Thich Nhat Hahn wrote a letter to Martin Luther King defending self-immolation as a type of nonviolent protest. How do you react to that? When Thich Quang Duc immolated himself in 1963, it was a nonviolent protest. Nevertheless it was additionally seen as a deeply political protest, which, whether or not supposed or not, incited these sorts of hostile responses.
Do you assume you’ll discover Buddhism extra in your writing? I’d love to include Buddhism extra explicitly within the new novel I’m writing—to have a Thich Nhat Hanh-like determine in it to signify the Buddhist expertise. However, as a result of I don’t know sufficient about Buddhism, my worry could be misinterpreting what somebody like Thich Nhat Hanh represents—one thing I don’t perceive with the identical intimacy that I perceive communism and Catholicism.

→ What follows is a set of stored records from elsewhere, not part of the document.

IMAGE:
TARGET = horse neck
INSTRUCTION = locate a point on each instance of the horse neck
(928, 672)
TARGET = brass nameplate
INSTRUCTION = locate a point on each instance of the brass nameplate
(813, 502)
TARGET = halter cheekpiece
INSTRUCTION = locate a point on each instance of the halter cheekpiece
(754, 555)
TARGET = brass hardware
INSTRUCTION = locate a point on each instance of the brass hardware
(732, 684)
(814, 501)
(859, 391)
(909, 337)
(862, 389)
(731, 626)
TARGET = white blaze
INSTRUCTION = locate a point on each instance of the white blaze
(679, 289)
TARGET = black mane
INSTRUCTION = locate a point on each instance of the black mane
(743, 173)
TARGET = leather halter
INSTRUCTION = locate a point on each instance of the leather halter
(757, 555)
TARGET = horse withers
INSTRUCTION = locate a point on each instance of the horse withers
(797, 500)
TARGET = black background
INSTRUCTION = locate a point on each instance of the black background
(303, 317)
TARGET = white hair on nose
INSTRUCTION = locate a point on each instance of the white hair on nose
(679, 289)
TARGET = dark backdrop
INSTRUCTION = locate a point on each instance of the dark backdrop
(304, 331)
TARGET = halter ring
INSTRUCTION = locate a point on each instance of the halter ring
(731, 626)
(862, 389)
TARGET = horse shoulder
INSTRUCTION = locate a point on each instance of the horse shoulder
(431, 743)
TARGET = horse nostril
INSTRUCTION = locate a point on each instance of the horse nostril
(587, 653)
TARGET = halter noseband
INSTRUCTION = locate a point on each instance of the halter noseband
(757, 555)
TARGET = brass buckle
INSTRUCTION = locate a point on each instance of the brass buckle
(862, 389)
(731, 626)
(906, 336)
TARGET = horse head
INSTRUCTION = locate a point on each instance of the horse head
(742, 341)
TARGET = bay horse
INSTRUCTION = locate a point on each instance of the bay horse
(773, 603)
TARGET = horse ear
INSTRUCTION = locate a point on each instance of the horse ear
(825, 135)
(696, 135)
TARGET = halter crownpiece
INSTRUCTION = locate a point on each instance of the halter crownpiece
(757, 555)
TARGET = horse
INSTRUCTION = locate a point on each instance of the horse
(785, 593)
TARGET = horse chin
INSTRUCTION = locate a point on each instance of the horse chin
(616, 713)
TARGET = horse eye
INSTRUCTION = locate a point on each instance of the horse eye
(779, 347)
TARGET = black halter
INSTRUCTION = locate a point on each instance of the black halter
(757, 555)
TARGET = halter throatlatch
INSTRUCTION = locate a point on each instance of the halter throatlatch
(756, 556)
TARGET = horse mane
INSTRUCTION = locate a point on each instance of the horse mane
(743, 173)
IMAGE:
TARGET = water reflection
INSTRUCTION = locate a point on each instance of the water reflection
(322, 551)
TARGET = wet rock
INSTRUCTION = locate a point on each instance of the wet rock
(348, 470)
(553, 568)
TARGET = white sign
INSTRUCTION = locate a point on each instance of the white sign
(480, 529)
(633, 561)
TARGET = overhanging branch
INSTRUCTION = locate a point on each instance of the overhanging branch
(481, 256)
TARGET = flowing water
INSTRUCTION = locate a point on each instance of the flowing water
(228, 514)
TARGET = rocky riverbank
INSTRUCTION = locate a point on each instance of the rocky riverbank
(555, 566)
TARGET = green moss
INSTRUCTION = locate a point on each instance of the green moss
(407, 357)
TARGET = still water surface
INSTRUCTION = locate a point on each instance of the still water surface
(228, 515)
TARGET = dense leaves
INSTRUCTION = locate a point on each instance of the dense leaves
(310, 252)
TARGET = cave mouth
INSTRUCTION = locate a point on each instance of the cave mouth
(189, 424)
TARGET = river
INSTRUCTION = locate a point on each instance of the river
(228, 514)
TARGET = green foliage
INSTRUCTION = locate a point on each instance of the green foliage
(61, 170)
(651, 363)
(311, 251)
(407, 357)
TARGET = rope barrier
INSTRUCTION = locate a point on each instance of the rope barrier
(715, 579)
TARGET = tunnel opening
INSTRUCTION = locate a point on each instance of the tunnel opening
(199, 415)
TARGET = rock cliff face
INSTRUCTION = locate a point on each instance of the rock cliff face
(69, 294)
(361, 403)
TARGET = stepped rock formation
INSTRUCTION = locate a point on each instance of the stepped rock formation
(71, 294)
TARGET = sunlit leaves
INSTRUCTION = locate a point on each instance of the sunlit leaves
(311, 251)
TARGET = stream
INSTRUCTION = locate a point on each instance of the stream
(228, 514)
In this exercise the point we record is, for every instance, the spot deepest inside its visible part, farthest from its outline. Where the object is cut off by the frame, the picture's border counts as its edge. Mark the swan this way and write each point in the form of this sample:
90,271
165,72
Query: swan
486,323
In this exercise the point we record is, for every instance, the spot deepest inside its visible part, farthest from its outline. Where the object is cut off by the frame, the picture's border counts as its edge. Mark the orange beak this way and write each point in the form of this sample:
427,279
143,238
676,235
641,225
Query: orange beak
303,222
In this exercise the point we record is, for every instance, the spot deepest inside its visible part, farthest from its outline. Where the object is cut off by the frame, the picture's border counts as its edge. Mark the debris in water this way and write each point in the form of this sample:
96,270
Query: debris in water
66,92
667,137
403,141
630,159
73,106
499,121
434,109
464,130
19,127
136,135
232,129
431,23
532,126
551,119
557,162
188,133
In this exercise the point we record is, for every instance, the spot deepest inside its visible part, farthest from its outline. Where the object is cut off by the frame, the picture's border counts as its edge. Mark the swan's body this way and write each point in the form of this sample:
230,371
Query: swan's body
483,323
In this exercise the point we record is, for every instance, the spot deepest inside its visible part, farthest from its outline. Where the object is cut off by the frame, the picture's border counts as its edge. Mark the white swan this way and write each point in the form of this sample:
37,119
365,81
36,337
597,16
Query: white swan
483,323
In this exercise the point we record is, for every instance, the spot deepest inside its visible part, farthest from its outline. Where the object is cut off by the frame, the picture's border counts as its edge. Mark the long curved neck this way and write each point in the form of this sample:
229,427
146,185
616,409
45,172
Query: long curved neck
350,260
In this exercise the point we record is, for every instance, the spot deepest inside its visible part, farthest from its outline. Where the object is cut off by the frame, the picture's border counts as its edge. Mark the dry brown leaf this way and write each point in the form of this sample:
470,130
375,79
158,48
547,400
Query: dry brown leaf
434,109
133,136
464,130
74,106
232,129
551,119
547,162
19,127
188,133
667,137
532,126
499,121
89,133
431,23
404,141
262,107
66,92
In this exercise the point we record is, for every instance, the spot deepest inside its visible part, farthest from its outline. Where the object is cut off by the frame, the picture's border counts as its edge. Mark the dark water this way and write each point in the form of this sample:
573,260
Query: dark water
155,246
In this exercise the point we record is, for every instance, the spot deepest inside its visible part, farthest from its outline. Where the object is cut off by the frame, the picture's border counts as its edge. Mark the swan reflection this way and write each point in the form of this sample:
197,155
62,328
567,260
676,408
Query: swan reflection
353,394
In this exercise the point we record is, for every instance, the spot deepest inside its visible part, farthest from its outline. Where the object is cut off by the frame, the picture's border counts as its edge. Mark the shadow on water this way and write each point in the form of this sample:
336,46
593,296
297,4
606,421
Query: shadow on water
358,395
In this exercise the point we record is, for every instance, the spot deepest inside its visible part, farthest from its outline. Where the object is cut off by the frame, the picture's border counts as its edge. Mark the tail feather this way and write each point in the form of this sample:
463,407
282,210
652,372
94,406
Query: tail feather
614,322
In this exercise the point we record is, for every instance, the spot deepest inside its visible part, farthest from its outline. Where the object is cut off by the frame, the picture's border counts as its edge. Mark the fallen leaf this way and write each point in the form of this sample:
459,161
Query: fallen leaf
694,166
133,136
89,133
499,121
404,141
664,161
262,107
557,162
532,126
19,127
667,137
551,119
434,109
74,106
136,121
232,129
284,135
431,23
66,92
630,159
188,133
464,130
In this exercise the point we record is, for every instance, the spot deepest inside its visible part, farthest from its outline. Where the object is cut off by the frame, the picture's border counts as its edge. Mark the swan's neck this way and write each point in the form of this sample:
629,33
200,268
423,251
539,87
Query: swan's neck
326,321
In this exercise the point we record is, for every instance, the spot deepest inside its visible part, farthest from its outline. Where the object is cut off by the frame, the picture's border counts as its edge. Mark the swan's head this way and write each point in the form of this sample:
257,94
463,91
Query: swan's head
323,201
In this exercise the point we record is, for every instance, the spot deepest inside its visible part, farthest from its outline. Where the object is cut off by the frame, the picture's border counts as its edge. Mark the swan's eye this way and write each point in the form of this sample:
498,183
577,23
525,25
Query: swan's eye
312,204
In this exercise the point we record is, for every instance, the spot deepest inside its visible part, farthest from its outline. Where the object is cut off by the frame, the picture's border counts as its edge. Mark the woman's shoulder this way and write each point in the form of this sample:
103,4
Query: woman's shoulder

The hero in The Sympathizer is a spy. Do you ever really feel like a spy? I grew up in the US in a family the place my dad and mom advised me we had been 100% Vietnamese, and but I felt very American. However amongst People, I felt very Vietnamese and knew that I used to be checked out as an outsider. So, I felt like I used to be an American spying on individuals within the Vietnamese neighborhood, and a Vietnamese spying on People exterior the neighborhood. Rising up I used to be all the time very quiet, not outspoken, all the time an observer, watching individuals and listening to what they had been saying. I nonetheless generally really feel like I’m intentionally spying on individuals once I’m amassing materials for my novels.
That ability should come in useful for a author. There’s undoubtedly an alignment between the author and the spy.